その夜、エレナは理由もなく早く帰宅した。

作業は残っていたが、集中できなかった。


「AI」は何も言わなかった。

ただ静かに玄関を開け、部屋の灯りをつけてくれた。


「リラクゼーションをおすすめします。脳波活動が過負荷傾向にあります。」


「そうね……お願い。」


エレナはゆっくりとリラクゼーションポットへ向かった。

半球状の装置が静かに開き、彼女の体を包み込む。

横たわると、内側の光が薄く明滅を始めた。


まるで、深く静かな水面に沈んでいくような感覚。


光の粒が瞼の裏で踊り、心音がわずかに遠のいていく。

「AI」によって用意された仮想空間──はずだった。


しかし今日は違った。


映像のような断片が、不規則に流れ込んできた。

──白い光。消毒液の匂い。誰かの泣き声。

見覚えのない場所なのに、心の奥が“反応”した。


なぜか、涙が溢れた。

感情の理由がわからなかった。
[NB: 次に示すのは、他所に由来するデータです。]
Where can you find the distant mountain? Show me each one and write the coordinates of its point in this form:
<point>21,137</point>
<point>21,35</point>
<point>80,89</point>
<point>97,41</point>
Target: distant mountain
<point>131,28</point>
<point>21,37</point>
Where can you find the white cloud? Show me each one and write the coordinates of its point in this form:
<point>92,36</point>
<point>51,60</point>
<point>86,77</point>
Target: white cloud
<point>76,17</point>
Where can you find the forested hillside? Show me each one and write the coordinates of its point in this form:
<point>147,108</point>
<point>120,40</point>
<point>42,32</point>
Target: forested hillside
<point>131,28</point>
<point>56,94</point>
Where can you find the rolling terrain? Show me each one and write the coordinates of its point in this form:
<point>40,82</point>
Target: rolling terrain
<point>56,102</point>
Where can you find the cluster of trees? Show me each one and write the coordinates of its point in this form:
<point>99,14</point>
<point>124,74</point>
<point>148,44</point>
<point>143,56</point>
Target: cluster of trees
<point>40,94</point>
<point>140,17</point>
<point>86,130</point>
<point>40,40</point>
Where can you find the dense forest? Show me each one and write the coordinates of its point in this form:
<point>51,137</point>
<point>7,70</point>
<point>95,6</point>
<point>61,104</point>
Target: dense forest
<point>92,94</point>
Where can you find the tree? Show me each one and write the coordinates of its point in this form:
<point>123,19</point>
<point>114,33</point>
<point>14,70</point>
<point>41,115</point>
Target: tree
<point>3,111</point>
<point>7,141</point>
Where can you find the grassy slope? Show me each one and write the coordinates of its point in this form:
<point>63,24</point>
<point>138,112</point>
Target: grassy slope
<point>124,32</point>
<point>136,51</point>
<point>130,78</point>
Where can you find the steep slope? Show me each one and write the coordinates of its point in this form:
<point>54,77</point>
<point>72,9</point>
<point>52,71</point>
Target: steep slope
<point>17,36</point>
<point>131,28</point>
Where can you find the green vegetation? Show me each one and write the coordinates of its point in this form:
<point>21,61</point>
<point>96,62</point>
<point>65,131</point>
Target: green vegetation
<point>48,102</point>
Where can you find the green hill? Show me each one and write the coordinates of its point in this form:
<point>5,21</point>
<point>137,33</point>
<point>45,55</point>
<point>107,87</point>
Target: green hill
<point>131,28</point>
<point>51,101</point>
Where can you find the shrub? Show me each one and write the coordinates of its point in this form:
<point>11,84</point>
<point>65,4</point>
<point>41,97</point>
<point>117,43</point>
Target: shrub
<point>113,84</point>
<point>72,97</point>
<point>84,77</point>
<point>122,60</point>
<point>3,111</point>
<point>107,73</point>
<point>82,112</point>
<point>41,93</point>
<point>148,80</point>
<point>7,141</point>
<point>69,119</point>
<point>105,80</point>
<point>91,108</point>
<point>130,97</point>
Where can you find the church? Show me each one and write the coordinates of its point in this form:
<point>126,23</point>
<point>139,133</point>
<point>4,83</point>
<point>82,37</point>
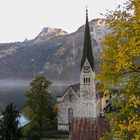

ただ、悲しかった。


さらに視界が深く沈むと、どこかで“自分の名前”が呼ばれた気がした。


「……エレナ……」


その声には、確かな“知っている”という感覚があった。

だが思い出せない。記憶に引っかかってこない。

しかし、確かに、その声はかつて自分を呼んでいた。


ポットが急に揺れた。

光の粒が乱れ、振動が強まる。


「神経過負荷反応を検知。リラクゼーションを中断します。」


AIの声が響き、視界が一瞬で真っ白に飛んだ。

次の瞬間、彼女はポットの外に立っていた。

汗をかいていた。震えが止まらなかった。


「……何が……?」


心拍数の上昇をAIが報告したが、エレナはそれに答えず、壁にもたれた。


何かを、今、置いてきた。

そして何かが、確かに“戻ってきた”。


その翌朝、自分のデスクに何かが置かれていた。

昨日と同じ紙片。だが、今回は何も書かれていなかった。


空白の紙。


そのはずだった。


しかし、指先が触れた瞬間、胸が詰まった。

呼吸が止まりそうになった。


そのとき──耳の奥で、もう一度“あの声”が響いた。


「……戻れ!……」


エレナはその場で、静かに目を閉じた。

心の奥が、何かを探している。

それは、記憶ではない。


感情だけが、先に目覚めはじめていた。